En ce sens, l’épreuve uniforme de français (EUF) représente-t-elle une contrainte ou une mesure positive d’accessibilité au Diplôme d’études collégiales (DEC) et, conséquemment, aux études universitaires ou au marché du travail ?
Comme l’explique le sociologue Guy Rocher dans le Devoiriii: « Le problème fondamental des 45 dernières années, c’est que nous n’avons pas su lier la langue française et la culture d’un Québec français. »
En ce sens, Bernard Tremblay, président-directeur général de la Fédération des cégeps pose la question : « Sommes-nous suffisamment préoccupés collectivement par la qualité et le prestige de notre langue commune et de notre culture, dont elle est indissociable, pour en donner le goût à nos jeunes ? » dans sa communicationiv publiée dans Le Devoir.
Dans son Mémoire, la Fédération des cégeps recommande donc la création d’un chantier avec le ministère de l’Enseignement supérieur pour revoir l’intention et la nature de l’épreuve uniforme de français, et ce, dans la perspective de favoriser la réussite éducative au collégial.
Parcours du combattant ou défi stimulant ?
Au Québec, la maîtrise du français est jalonnée de mesures de performance.

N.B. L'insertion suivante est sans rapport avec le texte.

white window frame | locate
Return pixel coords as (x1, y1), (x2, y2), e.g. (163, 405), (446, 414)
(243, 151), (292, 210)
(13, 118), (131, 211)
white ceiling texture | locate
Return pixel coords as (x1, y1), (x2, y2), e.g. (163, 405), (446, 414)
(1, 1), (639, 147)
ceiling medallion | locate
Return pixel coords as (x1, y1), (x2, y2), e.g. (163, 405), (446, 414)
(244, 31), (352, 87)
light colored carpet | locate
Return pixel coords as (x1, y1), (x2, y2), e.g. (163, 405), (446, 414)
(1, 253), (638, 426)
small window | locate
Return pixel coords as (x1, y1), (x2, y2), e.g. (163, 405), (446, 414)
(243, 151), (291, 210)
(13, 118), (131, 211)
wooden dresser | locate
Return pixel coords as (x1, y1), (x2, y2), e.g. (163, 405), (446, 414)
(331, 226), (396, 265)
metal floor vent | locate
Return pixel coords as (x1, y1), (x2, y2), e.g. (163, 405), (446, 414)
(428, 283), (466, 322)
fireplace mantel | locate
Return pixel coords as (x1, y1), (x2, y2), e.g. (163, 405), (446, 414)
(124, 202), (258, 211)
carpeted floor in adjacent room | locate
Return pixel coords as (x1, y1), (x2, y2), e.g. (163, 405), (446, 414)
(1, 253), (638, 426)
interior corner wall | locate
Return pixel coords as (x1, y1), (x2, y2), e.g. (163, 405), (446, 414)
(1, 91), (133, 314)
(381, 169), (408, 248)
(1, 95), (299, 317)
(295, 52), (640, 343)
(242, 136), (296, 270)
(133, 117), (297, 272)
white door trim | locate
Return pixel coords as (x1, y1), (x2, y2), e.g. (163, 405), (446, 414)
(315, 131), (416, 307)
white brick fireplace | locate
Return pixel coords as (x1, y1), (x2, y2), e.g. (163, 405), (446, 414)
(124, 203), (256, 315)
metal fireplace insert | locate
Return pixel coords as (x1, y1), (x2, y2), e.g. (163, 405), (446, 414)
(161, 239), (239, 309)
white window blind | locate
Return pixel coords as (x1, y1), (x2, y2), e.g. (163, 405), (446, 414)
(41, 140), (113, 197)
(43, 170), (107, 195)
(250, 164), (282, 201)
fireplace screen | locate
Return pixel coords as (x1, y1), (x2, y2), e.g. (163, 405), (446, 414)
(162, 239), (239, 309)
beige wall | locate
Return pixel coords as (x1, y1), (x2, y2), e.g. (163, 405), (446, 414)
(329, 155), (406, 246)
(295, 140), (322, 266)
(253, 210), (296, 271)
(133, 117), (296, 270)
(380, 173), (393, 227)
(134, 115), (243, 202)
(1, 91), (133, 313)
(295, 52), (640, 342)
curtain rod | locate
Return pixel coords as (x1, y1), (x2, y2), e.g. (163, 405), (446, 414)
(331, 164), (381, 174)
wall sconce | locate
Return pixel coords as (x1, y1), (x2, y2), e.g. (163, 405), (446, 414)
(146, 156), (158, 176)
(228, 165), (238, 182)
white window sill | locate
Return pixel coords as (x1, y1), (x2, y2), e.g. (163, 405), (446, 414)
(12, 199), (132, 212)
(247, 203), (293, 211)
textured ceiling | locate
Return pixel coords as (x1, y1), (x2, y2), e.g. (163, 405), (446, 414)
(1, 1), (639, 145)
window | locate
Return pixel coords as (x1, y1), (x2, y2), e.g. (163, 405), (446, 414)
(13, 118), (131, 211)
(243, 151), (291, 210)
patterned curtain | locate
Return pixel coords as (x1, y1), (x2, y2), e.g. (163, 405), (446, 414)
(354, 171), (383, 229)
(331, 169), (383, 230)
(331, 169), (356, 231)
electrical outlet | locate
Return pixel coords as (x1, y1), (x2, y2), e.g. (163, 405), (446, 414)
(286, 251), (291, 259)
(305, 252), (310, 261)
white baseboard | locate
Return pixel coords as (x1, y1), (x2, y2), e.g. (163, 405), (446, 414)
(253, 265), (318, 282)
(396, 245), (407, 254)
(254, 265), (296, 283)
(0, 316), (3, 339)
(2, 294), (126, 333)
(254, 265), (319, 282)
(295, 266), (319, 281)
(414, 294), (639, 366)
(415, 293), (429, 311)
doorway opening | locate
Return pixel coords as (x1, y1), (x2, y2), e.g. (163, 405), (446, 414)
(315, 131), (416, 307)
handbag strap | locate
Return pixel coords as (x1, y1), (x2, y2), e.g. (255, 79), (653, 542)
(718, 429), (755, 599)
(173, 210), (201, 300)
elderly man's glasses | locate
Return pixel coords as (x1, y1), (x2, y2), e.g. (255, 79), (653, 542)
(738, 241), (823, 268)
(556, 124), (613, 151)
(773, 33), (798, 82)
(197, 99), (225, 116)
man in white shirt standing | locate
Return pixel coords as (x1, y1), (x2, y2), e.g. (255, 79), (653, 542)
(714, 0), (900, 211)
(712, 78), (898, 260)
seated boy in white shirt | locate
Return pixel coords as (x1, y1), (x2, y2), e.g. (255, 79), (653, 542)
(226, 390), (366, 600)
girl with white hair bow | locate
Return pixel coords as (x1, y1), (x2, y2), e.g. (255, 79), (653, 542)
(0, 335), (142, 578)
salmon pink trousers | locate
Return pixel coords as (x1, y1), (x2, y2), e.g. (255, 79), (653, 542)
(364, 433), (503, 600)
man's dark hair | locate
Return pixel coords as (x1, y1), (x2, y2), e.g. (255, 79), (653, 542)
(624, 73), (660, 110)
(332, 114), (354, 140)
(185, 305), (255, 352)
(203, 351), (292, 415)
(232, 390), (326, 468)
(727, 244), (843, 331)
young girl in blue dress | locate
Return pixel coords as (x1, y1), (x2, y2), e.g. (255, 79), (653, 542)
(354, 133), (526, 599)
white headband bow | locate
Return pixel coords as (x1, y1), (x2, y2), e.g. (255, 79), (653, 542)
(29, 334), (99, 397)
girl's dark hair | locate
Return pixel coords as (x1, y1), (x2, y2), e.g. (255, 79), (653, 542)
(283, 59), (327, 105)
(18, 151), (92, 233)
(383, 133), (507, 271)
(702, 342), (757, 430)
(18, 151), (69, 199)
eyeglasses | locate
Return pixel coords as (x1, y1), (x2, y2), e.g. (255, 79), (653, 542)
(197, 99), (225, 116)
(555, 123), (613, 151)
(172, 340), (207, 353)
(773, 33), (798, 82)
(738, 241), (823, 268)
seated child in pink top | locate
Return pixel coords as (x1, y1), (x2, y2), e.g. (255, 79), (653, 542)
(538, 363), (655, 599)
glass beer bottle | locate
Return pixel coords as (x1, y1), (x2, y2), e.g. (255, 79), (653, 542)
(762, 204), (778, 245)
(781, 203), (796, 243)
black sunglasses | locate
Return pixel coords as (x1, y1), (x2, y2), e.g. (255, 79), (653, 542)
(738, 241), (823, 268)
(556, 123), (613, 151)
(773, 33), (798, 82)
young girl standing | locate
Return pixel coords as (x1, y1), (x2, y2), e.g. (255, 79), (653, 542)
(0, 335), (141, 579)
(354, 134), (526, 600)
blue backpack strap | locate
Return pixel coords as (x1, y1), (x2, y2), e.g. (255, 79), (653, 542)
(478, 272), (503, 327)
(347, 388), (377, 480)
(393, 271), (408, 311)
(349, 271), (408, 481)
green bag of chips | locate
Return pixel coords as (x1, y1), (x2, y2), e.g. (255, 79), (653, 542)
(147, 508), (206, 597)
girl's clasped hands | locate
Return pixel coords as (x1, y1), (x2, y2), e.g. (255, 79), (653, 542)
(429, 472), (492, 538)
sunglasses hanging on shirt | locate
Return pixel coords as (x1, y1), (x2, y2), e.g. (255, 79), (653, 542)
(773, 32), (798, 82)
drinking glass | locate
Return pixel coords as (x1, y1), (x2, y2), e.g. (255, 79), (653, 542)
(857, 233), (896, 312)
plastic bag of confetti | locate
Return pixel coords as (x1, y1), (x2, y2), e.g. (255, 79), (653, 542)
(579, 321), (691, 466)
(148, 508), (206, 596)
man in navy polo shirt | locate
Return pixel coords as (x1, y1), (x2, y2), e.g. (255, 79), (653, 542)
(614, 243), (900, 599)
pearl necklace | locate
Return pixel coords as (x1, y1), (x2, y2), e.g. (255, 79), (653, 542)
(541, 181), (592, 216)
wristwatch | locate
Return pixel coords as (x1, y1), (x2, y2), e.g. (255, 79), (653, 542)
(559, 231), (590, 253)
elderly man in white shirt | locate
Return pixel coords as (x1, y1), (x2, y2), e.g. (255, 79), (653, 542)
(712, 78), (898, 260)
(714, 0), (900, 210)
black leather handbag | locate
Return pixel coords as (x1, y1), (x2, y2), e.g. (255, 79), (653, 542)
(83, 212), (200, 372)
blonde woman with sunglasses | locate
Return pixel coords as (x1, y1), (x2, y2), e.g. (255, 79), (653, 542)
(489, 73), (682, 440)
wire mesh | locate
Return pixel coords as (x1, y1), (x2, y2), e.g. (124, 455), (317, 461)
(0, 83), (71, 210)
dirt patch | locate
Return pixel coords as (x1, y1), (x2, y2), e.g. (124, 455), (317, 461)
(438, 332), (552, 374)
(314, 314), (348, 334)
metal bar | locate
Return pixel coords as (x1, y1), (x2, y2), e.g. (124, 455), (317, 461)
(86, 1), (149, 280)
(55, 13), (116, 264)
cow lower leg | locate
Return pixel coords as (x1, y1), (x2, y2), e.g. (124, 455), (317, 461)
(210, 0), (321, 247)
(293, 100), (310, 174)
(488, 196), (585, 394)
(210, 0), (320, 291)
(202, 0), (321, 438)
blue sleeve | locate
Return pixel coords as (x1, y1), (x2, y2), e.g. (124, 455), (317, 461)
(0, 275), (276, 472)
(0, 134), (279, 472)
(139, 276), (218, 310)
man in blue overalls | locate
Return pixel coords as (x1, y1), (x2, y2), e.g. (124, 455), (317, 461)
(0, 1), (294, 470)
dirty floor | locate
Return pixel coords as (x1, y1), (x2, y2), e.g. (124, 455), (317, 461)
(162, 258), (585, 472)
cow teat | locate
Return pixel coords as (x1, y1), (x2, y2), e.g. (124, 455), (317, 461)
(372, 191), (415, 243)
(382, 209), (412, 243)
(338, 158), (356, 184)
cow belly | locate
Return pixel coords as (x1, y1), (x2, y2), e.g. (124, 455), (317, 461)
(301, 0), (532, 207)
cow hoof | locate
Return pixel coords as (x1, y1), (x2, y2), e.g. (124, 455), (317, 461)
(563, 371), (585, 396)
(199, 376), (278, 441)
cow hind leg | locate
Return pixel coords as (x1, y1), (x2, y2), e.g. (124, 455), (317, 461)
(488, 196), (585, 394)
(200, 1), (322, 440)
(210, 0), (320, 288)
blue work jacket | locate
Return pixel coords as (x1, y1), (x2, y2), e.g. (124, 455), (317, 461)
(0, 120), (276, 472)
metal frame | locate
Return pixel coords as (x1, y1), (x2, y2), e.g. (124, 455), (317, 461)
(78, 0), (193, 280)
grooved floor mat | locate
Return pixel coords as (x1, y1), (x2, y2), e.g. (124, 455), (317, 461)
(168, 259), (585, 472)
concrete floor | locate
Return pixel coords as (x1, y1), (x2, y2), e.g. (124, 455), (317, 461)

Avant d’intégrer l’enseignement supérieur, les élèves doivent réussir l’épreuve unique de français (EUF) de 5e secondaire. Une exigence pour l’obtention du Diplôme d’études secondaires (DES) préalable au collégial. Une épreuve que les élèves passent haut la main en ce qui a trait à la pertinence, à la clarté et à la construction des phrases, mais dont la réussite en orthographe se réduit 50 %.v
Une fois admis au collégial, les étudiants bénéficient d’une panoplie de ressources et de mesures pour soutenir leur apprentissage de la langue commune. Rappelons qu’au collégial, sans faire trêve du français, c’est la littérature qu’on enseigne. Considérons aussi que la qualité du français est constamment balisée et mesurée par la Politique institutionnelle d’évaluation des apprentissages (PIEA) ainsi que la Politique de la langue française de chaque collège.
Il faut savoir qu’à la base, pour obtenir son Diplôme d’études collégiales (DEC), l’étudiant doit passer le test de l’épreuve synthèse de programme (ESP). Cette évaluation atteste de l’acquisition des compétences et des apprentissages de son programme tout en considérant, en continu, sa capacité de s’exprimer en français. Bref, la qualité du français est en constante évaluation, sinon évolution, au sein des communautés collégiales. Force est pour l’étudiant de constater que faute d’un français adéquat, sa réussite est en péril.
Enfin, le ministère de l’Enseignement supérieur décerne le DEC uniquement aux étudiants ayant passé avec succès l’épreuve uniforme de français(EUF). Un examen dont la réussite est une exigence sine qua non comme l’a précisé en entrevuevi Jean-Denis Moffet, alors responsable de l’élaboration et de la validation de l’épreuve uniforme de français.
Depuis son instauration, les taux de réussite à l’EUF oscillent d’ailleurs autour de 81 % et 86 %. Les échecs (+- 15 %) sont attribuables essentiellement au français écrit, à l’orthographe et à la grammaire, dans le critère Maîtrise de la langue. Dans les sous-critères reliés à la « Maîtrise de la langue » soulignons que pour obtenir la note de passage, un étudiant doit faire moins de 31 fautes en rédigeant une dissertation de 900 mots à partir de textes littéraires dans un délai de 4 h 30.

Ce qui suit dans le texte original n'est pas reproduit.